If you’ve ever attempted to make a welt pocket they can be quite challenging. When I decided to change it up a bit and do something that looked more girlie for my bags I was surprised how easy it actually was!
With this tutorial you will be guided step-by-step to sew a pocket of your own!
30 minutes to 1 hour
*scraps of medium to heavy-weight fabric for outside (non-stretch)
*scraps of light to medium-weight fabric for pocket lining (non-stretch)
scrap of fusible interfacing
black writing pen
*Feel free to mix & match different colors of fabrics depending on what you want your pocket to look like. In the tutorial I used different colors of fabric so you can better see what pieces are which. If you have a big bold pattern like the chevron purse you may want to do a solid color for the welts because it would be nearly impossible to match the patterns for all the pieces.
Download & Print Pattern:
SMALL pocket, HERE (approximately 5″-wide)
LARGE pocket, HERE (approximately 9″-wide) <–used in tutorial
Out of heavy to medium-weight fabric cut:
-pocket back (1 piece)
-pocket welts (4 pieces)
-large piece for the exterior (about 3″ bigger on all sides of ‘pocket bag’ piece)
Out of medium to light-weight fabric cut:
-pocket bag (2 pieces)
Out of fusible interfacing cut:
-rectangle 2″ bigger on all sides of ‘pocket opening’ piece (1 pieces)
Pin fusible interfacing to RIGHT side of large exterior piece (with fusible side UP) about 1″ from top edge. Trace ‘pocket opening’ over fusible interfacing.
Stitch over pen markings with a 2.5 length stitch.
Cut down the center of stitching and into each of the corners (be sure not to clip your stitching!)

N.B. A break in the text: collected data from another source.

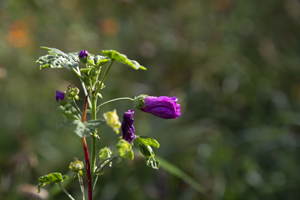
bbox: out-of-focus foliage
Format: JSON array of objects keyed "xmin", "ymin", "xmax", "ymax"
[{"xmin": 1, "ymin": 0, "xmax": 300, "ymax": 199}]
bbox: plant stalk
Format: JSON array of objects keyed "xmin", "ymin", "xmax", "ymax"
[
  {"xmin": 81, "ymin": 96, "xmax": 93, "ymax": 200},
  {"xmin": 59, "ymin": 182, "xmax": 75, "ymax": 200},
  {"xmin": 90, "ymin": 96, "xmax": 98, "ymax": 185}
]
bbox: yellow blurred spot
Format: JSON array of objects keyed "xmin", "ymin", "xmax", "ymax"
[
  {"xmin": 100, "ymin": 18, "xmax": 119, "ymax": 36},
  {"xmin": 7, "ymin": 21, "xmax": 29, "ymax": 48},
  {"xmin": 103, "ymin": 109, "xmax": 121, "ymax": 134}
]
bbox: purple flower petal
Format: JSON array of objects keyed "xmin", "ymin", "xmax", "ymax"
[
  {"xmin": 121, "ymin": 110, "xmax": 136, "ymax": 143},
  {"xmin": 140, "ymin": 96, "xmax": 181, "ymax": 119},
  {"xmin": 56, "ymin": 90, "xmax": 65, "ymax": 102},
  {"xmin": 78, "ymin": 50, "xmax": 88, "ymax": 58}
]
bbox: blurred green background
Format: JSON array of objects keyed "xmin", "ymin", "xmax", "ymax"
[{"xmin": 1, "ymin": 0, "xmax": 300, "ymax": 199}]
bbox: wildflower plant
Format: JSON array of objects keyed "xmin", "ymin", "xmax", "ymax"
[{"xmin": 36, "ymin": 47, "xmax": 181, "ymax": 200}]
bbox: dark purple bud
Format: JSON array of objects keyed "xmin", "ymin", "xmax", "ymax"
[
  {"xmin": 78, "ymin": 50, "xmax": 88, "ymax": 64},
  {"xmin": 56, "ymin": 90, "xmax": 65, "ymax": 102},
  {"xmin": 79, "ymin": 50, "xmax": 88, "ymax": 58},
  {"xmin": 140, "ymin": 96, "xmax": 181, "ymax": 119},
  {"xmin": 121, "ymin": 110, "xmax": 136, "ymax": 143}
]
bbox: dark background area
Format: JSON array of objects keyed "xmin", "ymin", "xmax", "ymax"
[{"xmin": 1, "ymin": 0, "xmax": 300, "ymax": 199}]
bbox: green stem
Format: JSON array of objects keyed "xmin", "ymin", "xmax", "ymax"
[
  {"xmin": 95, "ymin": 59, "xmax": 114, "ymax": 95},
  {"xmin": 72, "ymin": 99, "xmax": 82, "ymax": 115},
  {"xmin": 96, "ymin": 97, "xmax": 134, "ymax": 110},
  {"xmin": 93, "ymin": 155, "xmax": 118, "ymax": 190},
  {"xmin": 73, "ymin": 67, "xmax": 92, "ymax": 107},
  {"xmin": 90, "ymin": 96, "xmax": 98, "ymax": 186},
  {"xmin": 78, "ymin": 174, "xmax": 85, "ymax": 200},
  {"xmin": 59, "ymin": 182, "xmax": 75, "ymax": 200}
]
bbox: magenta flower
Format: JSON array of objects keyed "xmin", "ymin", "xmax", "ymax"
[
  {"xmin": 78, "ymin": 50, "xmax": 88, "ymax": 64},
  {"xmin": 78, "ymin": 50, "xmax": 88, "ymax": 58},
  {"xmin": 121, "ymin": 110, "xmax": 136, "ymax": 143},
  {"xmin": 56, "ymin": 90, "xmax": 65, "ymax": 102},
  {"xmin": 137, "ymin": 96, "xmax": 181, "ymax": 119}
]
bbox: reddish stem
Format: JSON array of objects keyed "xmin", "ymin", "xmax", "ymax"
[{"xmin": 81, "ymin": 96, "xmax": 93, "ymax": 200}]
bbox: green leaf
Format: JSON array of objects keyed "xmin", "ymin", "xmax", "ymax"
[
  {"xmin": 116, "ymin": 139, "xmax": 134, "ymax": 160},
  {"xmin": 58, "ymin": 119, "xmax": 105, "ymax": 138},
  {"xmin": 36, "ymin": 47, "xmax": 79, "ymax": 70},
  {"xmin": 37, "ymin": 173, "xmax": 68, "ymax": 193},
  {"xmin": 102, "ymin": 50, "xmax": 147, "ymax": 70},
  {"xmin": 138, "ymin": 144, "xmax": 153, "ymax": 157},
  {"xmin": 137, "ymin": 136, "xmax": 160, "ymax": 148},
  {"xmin": 146, "ymin": 156, "xmax": 160, "ymax": 170},
  {"xmin": 135, "ymin": 136, "xmax": 160, "ymax": 158},
  {"xmin": 93, "ymin": 55, "xmax": 110, "ymax": 67},
  {"xmin": 156, "ymin": 156, "xmax": 205, "ymax": 193},
  {"xmin": 59, "ymin": 104, "xmax": 81, "ymax": 121}
]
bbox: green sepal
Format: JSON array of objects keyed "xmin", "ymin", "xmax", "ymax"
[
  {"xmin": 99, "ymin": 147, "xmax": 112, "ymax": 160},
  {"xmin": 133, "ymin": 95, "xmax": 148, "ymax": 109},
  {"xmin": 69, "ymin": 158, "xmax": 84, "ymax": 174},
  {"xmin": 36, "ymin": 47, "xmax": 79, "ymax": 70},
  {"xmin": 102, "ymin": 50, "xmax": 147, "ymax": 70},
  {"xmin": 116, "ymin": 139, "xmax": 134, "ymax": 160},
  {"xmin": 37, "ymin": 172, "xmax": 68, "ymax": 193}
]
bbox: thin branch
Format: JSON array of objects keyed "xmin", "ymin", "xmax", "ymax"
[{"xmin": 59, "ymin": 182, "xmax": 75, "ymax": 200}]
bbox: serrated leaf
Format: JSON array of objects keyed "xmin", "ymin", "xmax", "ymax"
[
  {"xmin": 36, "ymin": 47, "xmax": 79, "ymax": 70},
  {"xmin": 102, "ymin": 50, "xmax": 147, "ymax": 70},
  {"xmin": 37, "ymin": 173, "xmax": 68, "ymax": 193},
  {"xmin": 116, "ymin": 139, "xmax": 134, "ymax": 160}
]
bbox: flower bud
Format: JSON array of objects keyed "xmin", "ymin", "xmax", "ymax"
[
  {"xmin": 69, "ymin": 158, "xmax": 84, "ymax": 174},
  {"xmin": 121, "ymin": 110, "xmax": 136, "ymax": 143},
  {"xmin": 66, "ymin": 87, "xmax": 80, "ymax": 100},
  {"xmin": 56, "ymin": 90, "xmax": 68, "ymax": 105},
  {"xmin": 103, "ymin": 109, "xmax": 121, "ymax": 134},
  {"xmin": 78, "ymin": 50, "xmax": 88, "ymax": 64},
  {"xmin": 134, "ymin": 95, "xmax": 181, "ymax": 119}
]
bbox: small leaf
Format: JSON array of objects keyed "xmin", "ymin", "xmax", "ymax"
[
  {"xmin": 146, "ymin": 156, "xmax": 160, "ymax": 170},
  {"xmin": 102, "ymin": 50, "xmax": 147, "ymax": 70},
  {"xmin": 37, "ymin": 172, "xmax": 68, "ymax": 193},
  {"xmin": 138, "ymin": 144, "xmax": 153, "ymax": 157},
  {"xmin": 135, "ymin": 136, "xmax": 159, "ymax": 158},
  {"xmin": 138, "ymin": 136, "xmax": 160, "ymax": 148},
  {"xmin": 116, "ymin": 139, "xmax": 134, "ymax": 160},
  {"xmin": 36, "ymin": 47, "xmax": 79, "ymax": 70}
]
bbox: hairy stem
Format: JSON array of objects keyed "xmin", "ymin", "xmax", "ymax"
[{"xmin": 81, "ymin": 96, "xmax": 93, "ymax": 200}]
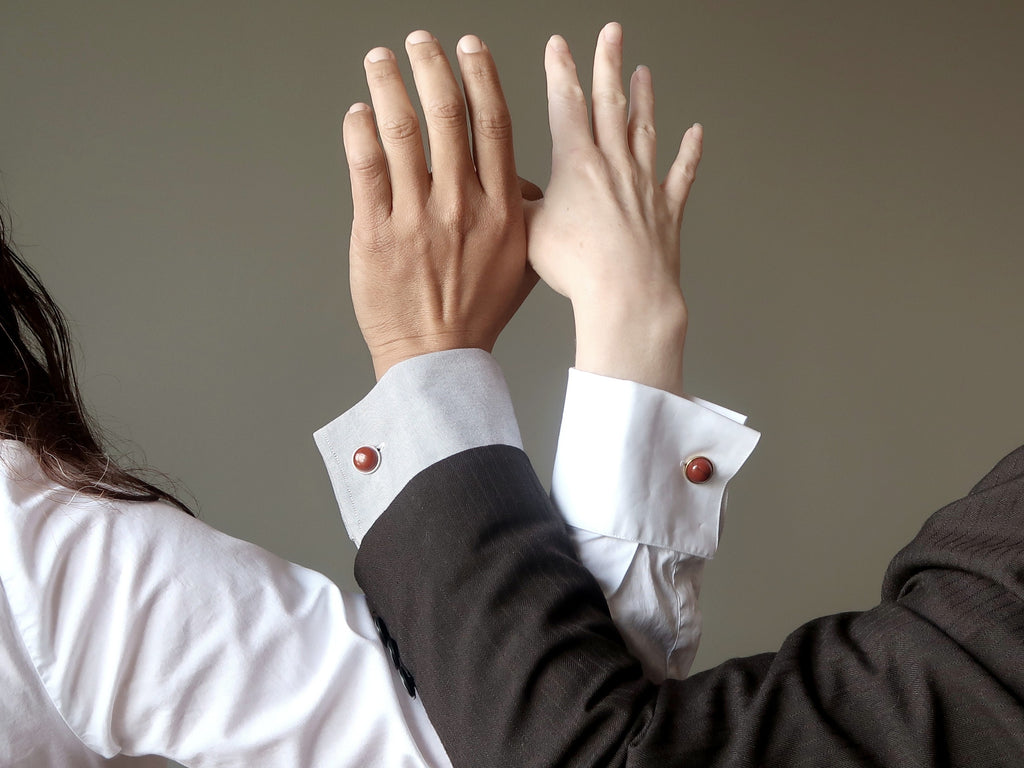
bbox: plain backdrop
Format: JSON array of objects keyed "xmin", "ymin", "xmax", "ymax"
[{"xmin": 2, "ymin": 0, "xmax": 1023, "ymax": 758}]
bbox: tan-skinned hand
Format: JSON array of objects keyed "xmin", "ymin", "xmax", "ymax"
[
  {"xmin": 344, "ymin": 31, "xmax": 539, "ymax": 380},
  {"xmin": 525, "ymin": 23, "xmax": 703, "ymax": 395}
]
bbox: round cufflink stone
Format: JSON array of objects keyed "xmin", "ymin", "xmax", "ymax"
[
  {"xmin": 353, "ymin": 445, "xmax": 381, "ymax": 474},
  {"xmin": 683, "ymin": 456, "xmax": 714, "ymax": 484}
]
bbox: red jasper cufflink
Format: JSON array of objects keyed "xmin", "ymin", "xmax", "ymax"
[
  {"xmin": 683, "ymin": 456, "xmax": 714, "ymax": 484},
  {"xmin": 353, "ymin": 445, "xmax": 381, "ymax": 474}
]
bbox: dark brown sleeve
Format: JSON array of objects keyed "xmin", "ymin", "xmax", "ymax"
[{"xmin": 356, "ymin": 444, "xmax": 1024, "ymax": 767}]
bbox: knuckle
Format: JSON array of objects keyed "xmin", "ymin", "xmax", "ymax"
[
  {"xmin": 440, "ymin": 197, "xmax": 469, "ymax": 231},
  {"xmin": 473, "ymin": 108, "xmax": 512, "ymax": 141},
  {"xmin": 679, "ymin": 161, "xmax": 698, "ymax": 182},
  {"xmin": 495, "ymin": 202, "xmax": 520, "ymax": 230},
  {"xmin": 351, "ymin": 226, "xmax": 395, "ymax": 256},
  {"xmin": 384, "ymin": 219, "xmax": 422, "ymax": 248},
  {"xmin": 571, "ymin": 146, "xmax": 602, "ymax": 168},
  {"xmin": 348, "ymin": 152, "xmax": 383, "ymax": 176},
  {"xmin": 462, "ymin": 59, "xmax": 494, "ymax": 83},
  {"xmin": 368, "ymin": 65, "xmax": 403, "ymax": 87},
  {"xmin": 425, "ymin": 100, "xmax": 467, "ymax": 131},
  {"xmin": 616, "ymin": 163, "xmax": 641, "ymax": 189},
  {"xmin": 555, "ymin": 146, "xmax": 599, "ymax": 174},
  {"xmin": 379, "ymin": 114, "xmax": 421, "ymax": 143},
  {"xmin": 630, "ymin": 120, "xmax": 657, "ymax": 142},
  {"xmin": 411, "ymin": 44, "xmax": 448, "ymax": 67},
  {"xmin": 483, "ymin": 193, "xmax": 515, "ymax": 222},
  {"xmin": 551, "ymin": 82, "xmax": 586, "ymax": 108},
  {"xmin": 594, "ymin": 88, "xmax": 627, "ymax": 111}
]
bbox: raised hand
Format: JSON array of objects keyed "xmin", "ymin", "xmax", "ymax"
[
  {"xmin": 525, "ymin": 23, "xmax": 703, "ymax": 395},
  {"xmin": 344, "ymin": 31, "xmax": 536, "ymax": 380}
]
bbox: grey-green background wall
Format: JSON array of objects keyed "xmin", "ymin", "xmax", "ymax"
[{"xmin": 2, "ymin": 0, "xmax": 1022, "ymax": 753}]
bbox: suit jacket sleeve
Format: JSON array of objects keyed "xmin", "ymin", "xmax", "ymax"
[{"xmin": 355, "ymin": 444, "xmax": 1024, "ymax": 768}]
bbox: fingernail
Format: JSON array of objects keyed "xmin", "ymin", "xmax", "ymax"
[
  {"xmin": 634, "ymin": 64, "xmax": 651, "ymax": 83},
  {"xmin": 602, "ymin": 22, "xmax": 622, "ymax": 44},
  {"xmin": 366, "ymin": 47, "xmax": 393, "ymax": 63},
  {"xmin": 548, "ymin": 34, "xmax": 568, "ymax": 53},
  {"xmin": 348, "ymin": 103, "xmax": 371, "ymax": 114},
  {"xmin": 459, "ymin": 34, "xmax": 483, "ymax": 54},
  {"xmin": 406, "ymin": 30, "xmax": 434, "ymax": 46}
]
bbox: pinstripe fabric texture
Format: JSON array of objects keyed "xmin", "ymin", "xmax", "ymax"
[{"xmin": 357, "ymin": 445, "xmax": 1024, "ymax": 767}]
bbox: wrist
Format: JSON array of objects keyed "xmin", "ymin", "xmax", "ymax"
[
  {"xmin": 369, "ymin": 334, "xmax": 496, "ymax": 381},
  {"xmin": 572, "ymin": 295, "xmax": 687, "ymax": 395}
]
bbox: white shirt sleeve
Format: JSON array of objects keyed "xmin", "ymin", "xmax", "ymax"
[
  {"xmin": 555, "ymin": 368, "xmax": 760, "ymax": 681},
  {"xmin": 0, "ymin": 448, "xmax": 453, "ymax": 767},
  {"xmin": 316, "ymin": 351, "xmax": 760, "ymax": 683}
]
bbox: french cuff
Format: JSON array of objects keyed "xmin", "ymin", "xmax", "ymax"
[
  {"xmin": 314, "ymin": 349, "xmax": 523, "ymax": 547},
  {"xmin": 552, "ymin": 368, "xmax": 760, "ymax": 559}
]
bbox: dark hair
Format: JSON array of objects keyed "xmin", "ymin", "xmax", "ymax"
[{"xmin": 0, "ymin": 206, "xmax": 193, "ymax": 515}]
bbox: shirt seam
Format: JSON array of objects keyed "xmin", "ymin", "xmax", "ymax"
[
  {"xmin": 669, "ymin": 556, "xmax": 684, "ymax": 679},
  {"xmin": 324, "ymin": 432, "xmax": 363, "ymax": 545},
  {"xmin": 0, "ymin": 570, "xmax": 102, "ymax": 757},
  {"xmin": 563, "ymin": 526, "xmax": 715, "ymax": 561}
]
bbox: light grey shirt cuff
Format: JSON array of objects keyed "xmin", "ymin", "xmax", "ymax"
[{"xmin": 314, "ymin": 348, "xmax": 523, "ymax": 547}]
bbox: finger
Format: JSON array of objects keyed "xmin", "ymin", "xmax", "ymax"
[
  {"xmin": 517, "ymin": 175, "xmax": 544, "ymax": 202},
  {"xmin": 591, "ymin": 22, "xmax": 628, "ymax": 154},
  {"xmin": 343, "ymin": 102, "xmax": 392, "ymax": 227},
  {"xmin": 405, "ymin": 30, "xmax": 475, "ymax": 194},
  {"xmin": 663, "ymin": 123, "xmax": 704, "ymax": 220},
  {"xmin": 627, "ymin": 65, "xmax": 657, "ymax": 178},
  {"xmin": 363, "ymin": 46, "xmax": 430, "ymax": 206},
  {"xmin": 457, "ymin": 34, "xmax": 517, "ymax": 200},
  {"xmin": 544, "ymin": 35, "xmax": 593, "ymax": 156}
]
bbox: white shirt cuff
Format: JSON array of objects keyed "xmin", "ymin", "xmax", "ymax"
[
  {"xmin": 314, "ymin": 349, "xmax": 522, "ymax": 547},
  {"xmin": 552, "ymin": 368, "xmax": 761, "ymax": 559}
]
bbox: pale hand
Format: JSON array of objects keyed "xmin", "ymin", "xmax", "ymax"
[{"xmin": 525, "ymin": 23, "xmax": 703, "ymax": 395}]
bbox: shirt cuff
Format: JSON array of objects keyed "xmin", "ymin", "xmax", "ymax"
[
  {"xmin": 552, "ymin": 368, "xmax": 760, "ymax": 559},
  {"xmin": 314, "ymin": 349, "xmax": 523, "ymax": 547}
]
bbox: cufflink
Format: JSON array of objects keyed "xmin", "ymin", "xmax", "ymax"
[
  {"xmin": 353, "ymin": 445, "xmax": 381, "ymax": 474},
  {"xmin": 683, "ymin": 456, "xmax": 714, "ymax": 484}
]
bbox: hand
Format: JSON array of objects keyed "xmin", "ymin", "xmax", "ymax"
[
  {"xmin": 525, "ymin": 23, "xmax": 703, "ymax": 395},
  {"xmin": 344, "ymin": 31, "xmax": 536, "ymax": 380}
]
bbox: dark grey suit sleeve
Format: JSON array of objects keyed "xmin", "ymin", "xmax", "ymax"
[{"xmin": 355, "ymin": 444, "xmax": 1024, "ymax": 767}]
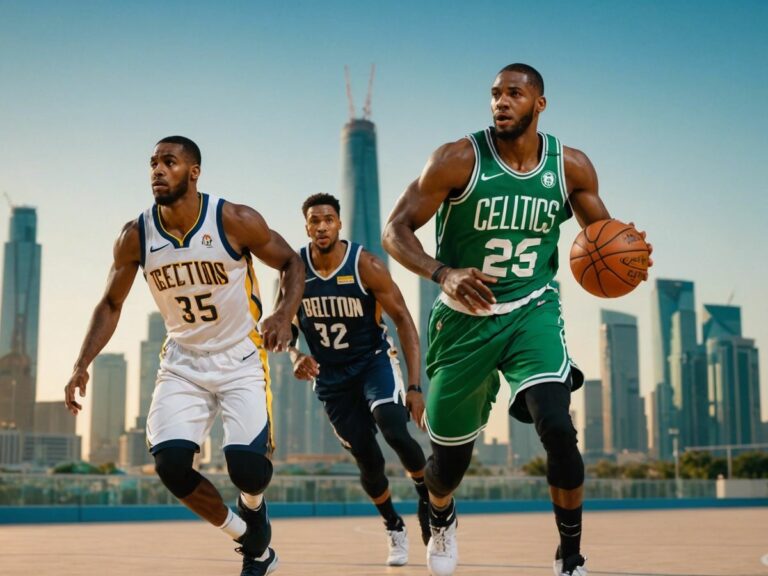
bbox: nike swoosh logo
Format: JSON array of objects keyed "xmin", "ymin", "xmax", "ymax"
[
  {"xmin": 305, "ymin": 277, "xmax": 317, "ymax": 282},
  {"xmin": 242, "ymin": 350, "xmax": 257, "ymax": 361},
  {"xmin": 480, "ymin": 172, "xmax": 504, "ymax": 181},
  {"xmin": 150, "ymin": 243, "xmax": 170, "ymax": 253}
]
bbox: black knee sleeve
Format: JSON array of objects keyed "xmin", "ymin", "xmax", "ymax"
[
  {"xmin": 225, "ymin": 450, "xmax": 274, "ymax": 495},
  {"xmin": 424, "ymin": 441, "xmax": 474, "ymax": 498},
  {"xmin": 349, "ymin": 435, "xmax": 388, "ymax": 498},
  {"xmin": 374, "ymin": 403, "xmax": 427, "ymax": 473},
  {"xmin": 525, "ymin": 381, "xmax": 585, "ymax": 490},
  {"xmin": 154, "ymin": 447, "xmax": 202, "ymax": 499}
]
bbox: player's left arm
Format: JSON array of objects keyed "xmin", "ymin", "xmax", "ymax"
[
  {"xmin": 564, "ymin": 146, "xmax": 653, "ymax": 266},
  {"xmin": 358, "ymin": 250, "xmax": 425, "ymax": 430},
  {"xmin": 222, "ymin": 202, "xmax": 305, "ymax": 351}
]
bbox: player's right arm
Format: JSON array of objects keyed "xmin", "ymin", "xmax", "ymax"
[
  {"xmin": 64, "ymin": 220, "xmax": 141, "ymax": 415},
  {"xmin": 382, "ymin": 139, "xmax": 497, "ymax": 313}
]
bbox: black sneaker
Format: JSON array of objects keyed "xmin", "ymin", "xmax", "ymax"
[
  {"xmin": 236, "ymin": 546, "xmax": 279, "ymax": 576},
  {"xmin": 417, "ymin": 498, "xmax": 431, "ymax": 546},
  {"xmin": 236, "ymin": 496, "xmax": 272, "ymax": 557}
]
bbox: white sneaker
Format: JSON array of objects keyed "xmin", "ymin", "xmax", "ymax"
[
  {"xmin": 386, "ymin": 525, "xmax": 409, "ymax": 566},
  {"xmin": 426, "ymin": 517, "xmax": 458, "ymax": 576},
  {"xmin": 553, "ymin": 553, "xmax": 587, "ymax": 575}
]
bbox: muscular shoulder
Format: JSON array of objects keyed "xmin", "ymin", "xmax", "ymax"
[
  {"xmin": 423, "ymin": 138, "xmax": 476, "ymax": 191},
  {"xmin": 116, "ymin": 219, "xmax": 141, "ymax": 259},
  {"xmin": 562, "ymin": 145, "xmax": 597, "ymax": 194},
  {"xmin": 220, "ymin": 200, "xmax": 270, "ymax": 249},
  {"xmin": 357, "ymin": 249, "xmax": 391, "ymax": 290}
]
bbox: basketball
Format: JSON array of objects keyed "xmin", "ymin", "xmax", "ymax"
[{"xmin": 569, "ymin": 219, "xmax": 649, "ymax": 298}]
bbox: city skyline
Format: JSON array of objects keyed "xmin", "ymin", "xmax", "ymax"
[{"xmin": 1, "ymin": 1, "xmax": 766, "ymax": 448}]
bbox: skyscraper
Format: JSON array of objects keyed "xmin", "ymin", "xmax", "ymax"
[
  {"xmin": 704, "ymin": 304, "xmax": 762, "ymax": 445},
  {"xmin": 651, "ymin": 279, "xmax": 695, "ymax": 459},
  {"xmin": 340, "ymin": 119, "xmax": 384, "ymax": 261},
  {"xmin": 34, "ymin": 401, "xmax": 76, "ymax": 435},
  {"xmin": 137, "ymin": 312, "xmax": 165, "ymax": 429},
  {"xmin": 0, "ymin": 206, "xmax": 41, "ymax": 431},
  {"xmin": 582, "ymin": 379, "xmax": 604, "ymax": 458},
  {"xmin": 89, "ymin": 353, "xmax": 127, "ymax": 464},
  {"xmin": 599, "ymin": 310, "xmax": 644, "ymax": 453}
]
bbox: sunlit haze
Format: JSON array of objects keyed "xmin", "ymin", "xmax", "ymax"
[{"xmin": 1, "ymin": 1, "xmax": 766, "ymax": 452}]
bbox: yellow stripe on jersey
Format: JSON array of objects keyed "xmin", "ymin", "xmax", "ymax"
[
  {"xmin": 375, "ymin": 301, "xmax": 383, "ymax": 325},
  {"xmin": 157, "ymin": 192, "xmax": 205, "ymax": 246},
  {"xmin": 249, "ymin": 329, "xmax": 274, "ymax": 454},
  {"xmin": 243, "ymin": 254, "xmax": 262, "ymax": 324}
]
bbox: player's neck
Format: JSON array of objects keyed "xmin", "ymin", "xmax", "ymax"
[
  {"xmin": 494, "ymin": 129, "xmax": 542, "ymax": 172},
  {"xmin": 310, "ymin": 240, "xmax": 346, "ymax": 274},
  {"xmin": 157, "ymin": 188, "xmax": 201, "ymax": 236}
]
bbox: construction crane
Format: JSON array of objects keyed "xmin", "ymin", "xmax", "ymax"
[{"xmin": 344, "ymin": 64, "xmax": 376, "ymax": 120}]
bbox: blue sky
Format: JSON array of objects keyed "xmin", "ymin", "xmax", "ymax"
[{"xmin": 1, "ymin": 0, "xmax": 766, "ymax": 446}]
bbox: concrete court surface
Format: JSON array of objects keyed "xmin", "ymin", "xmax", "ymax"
[{"xmin": 1, "ymin": 508, "xmax": 766, "ymax": 575}]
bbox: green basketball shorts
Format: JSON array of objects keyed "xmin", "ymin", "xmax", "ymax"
[{"xmin": 425, "ymin": 284, "xmax": 583, "ymax": 446}]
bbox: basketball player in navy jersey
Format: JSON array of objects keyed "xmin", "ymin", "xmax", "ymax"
[
  {"xmin": 64, "ymin": 136, "xmax": 304, "ymax": 576},
  {"xmin": 288, "ymin": 193, "xmax": 431, "ymax": 565}
]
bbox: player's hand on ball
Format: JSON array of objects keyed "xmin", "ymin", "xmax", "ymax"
[{"xmin": 570, "ymin": 219, "xmax": 651, "ymax": 298}]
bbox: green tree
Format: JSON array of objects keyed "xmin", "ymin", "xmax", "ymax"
[
  {"xmin": 732, "ymin": 451, "xmax": 768, "ymax": 479},
  {"xmin": 588, "ymin": 459, "xmax": 620, "ymax": 479},
  {"xmin": 621, "ymin": 462, "xmax": 649, "ymax": 479},
  {"xmin": 679, "ymin": 451, "xmax": 726, "ymax": 479},
  {"xmin": 522, "ymin": 456, "xmax": 547, "ymax": 477},
  {"xmin": 648, "ymin": 460, "xmax": 675, "ymax": 479}
]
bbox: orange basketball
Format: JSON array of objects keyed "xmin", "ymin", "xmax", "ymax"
[{"xmin": 569, "ymin": 219, "xmax": 649, "ymax": 298}]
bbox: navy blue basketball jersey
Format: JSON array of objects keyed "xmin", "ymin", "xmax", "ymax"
[{"xmin": 297, "ymin": 241, "xmax": 391, "ymax": 366}]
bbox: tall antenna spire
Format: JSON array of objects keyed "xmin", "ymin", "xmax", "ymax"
[
  {"xmin": 344, "ymin": 65, "xmax": 356, "ymax": 120},
  {"xmin": 363, "ymin": 64, "xmax": 375, "ymax": 120}
]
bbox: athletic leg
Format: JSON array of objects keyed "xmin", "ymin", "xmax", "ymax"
[{"xmin": 524, "ymin": 378, "xmax": 587, "ymax": 575}]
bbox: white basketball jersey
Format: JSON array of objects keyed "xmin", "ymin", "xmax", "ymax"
[{"xmin": 139, "ymin": 192, "xmax": 262, "ymax": 352}]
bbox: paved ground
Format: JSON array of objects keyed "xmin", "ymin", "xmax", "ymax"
[{"xmin": 1, "ymin": 508, "xmax": 766, "ymax": 575}]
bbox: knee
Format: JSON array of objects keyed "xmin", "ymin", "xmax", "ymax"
[
  {"xmin": 351, "ymin": 444, "xmax": 388, "ymax": 497},
  {"xmin": 380, "ymin": 423, "xmax": 411, "ymax": 452},
  {"xmin": 154, "ymin": 447, "xmax": 201, "ymax": 499},
  {"xmin": 535, "ymin": 411, "xmax": 577, "ymax": 455},
  {"xmin": 225, "ymin": 450, "xmax": 273, "ymax": 495},
  {"xmin": 424, "ymin": 442, "xmax": 473, "ymax": 498}
]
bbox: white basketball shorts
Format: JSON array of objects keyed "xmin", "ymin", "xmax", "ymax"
[{"xmin": 146, "ymin": 333, "xmax": 273, "ymax": 456}]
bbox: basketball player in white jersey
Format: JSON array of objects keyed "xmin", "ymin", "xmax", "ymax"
[{"xmin": 64, "ymin": 136, "xmax": 304, "ymax": 576}]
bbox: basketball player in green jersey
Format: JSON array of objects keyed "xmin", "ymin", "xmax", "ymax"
[{"xmin": 383, "ymin": 63, "xmax": 651, "ymax": 576}]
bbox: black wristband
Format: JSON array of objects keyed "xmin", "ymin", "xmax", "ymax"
[
  {"xmin": 407, "ymin": 385, "xmax": 422, "ymax": 393},
  {"xmin": 430, "ymin": 264, "xmax": 448, "ymax": 284}
]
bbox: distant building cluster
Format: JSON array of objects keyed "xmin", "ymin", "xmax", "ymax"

Cut out the bulk from the center so you have about 1/4″ left, and clip into the seam every 1/2-1″ for ease of turning.
Turn the edges of your interfacing through the opening and to the back side. Carefully iron interfacing down so that the stitched opening is crisp and holds the correct shape.
Turn your piece back over and this is what it should look like from the front side.
With right sides together, sew both pairs of pocket welts together along longest edge with a 1/4″ seam. Clip seam for ease of turning.
Turn welts right side out and press flat with iron.
Place welts under pocket opening and arrange until they look good.
Gently pin the welts together without moving (don’t pin the top layer of the top welt).
With the top layer free of the top welt, you can open and sew just inside the seam allowance where your welts overlap.
This is what it looks like from the back side.
Use your ‘pocket back’ piece and trace the bottom edge along the bottom edge of your welts (on back sides) using a fabric marker or chalk.
Pin the right side of a ‘pocket bag’ piece along the marked edge of your welts. To do this, first clip 1/4″ into the dip in the center of the pocket bag and match and pin that to the dip marking of your welts. Manipulate (without stretching/pulling) the rest of the pocket bag piece to follow the marked line and pin as you go.
Sew the pieces together by following along the marked edge/edge of pocket bag with a 1/4″ seam. Make sure you back stitch when you get to the center on each side of the clipped area.
This is what it should look like when you’re done.
Flip pocket bag down and iron flat.
With wrong sides together, pin welts + pocket bag on the backside of your opening.
Top-stitch 1/8″ from opening’s edge across bottom edge, making sure to backstitch on both ends.
Sew the other ‘pocket bag’ to ‘pocket back’ with right sides together, matching centers and edges with a 1/4″ seam. Flip down and iron just as before.
Center pocket back with the welts so the “dips” match.
Pin the back on from the top side.
Top-stitch around the rest of the opening 1/8″ just as before, making sure to backstitch.
This is what your pocket now looks like from the back side… all you have to do now is sew the pocket bag pieces together on the sides and bottom! Do this by first marking where to sew with a fabric marker/chalk and a ruler. Pin pocket bag layers together.
Sew over your marks, overlapping with the top-stitching from the front by 1/4″. To sew this you’ll need to fold over the top layer (where the opening is) back so you don’t sew it.
Finish off by trimming the pocket back to reduce any extra bulk.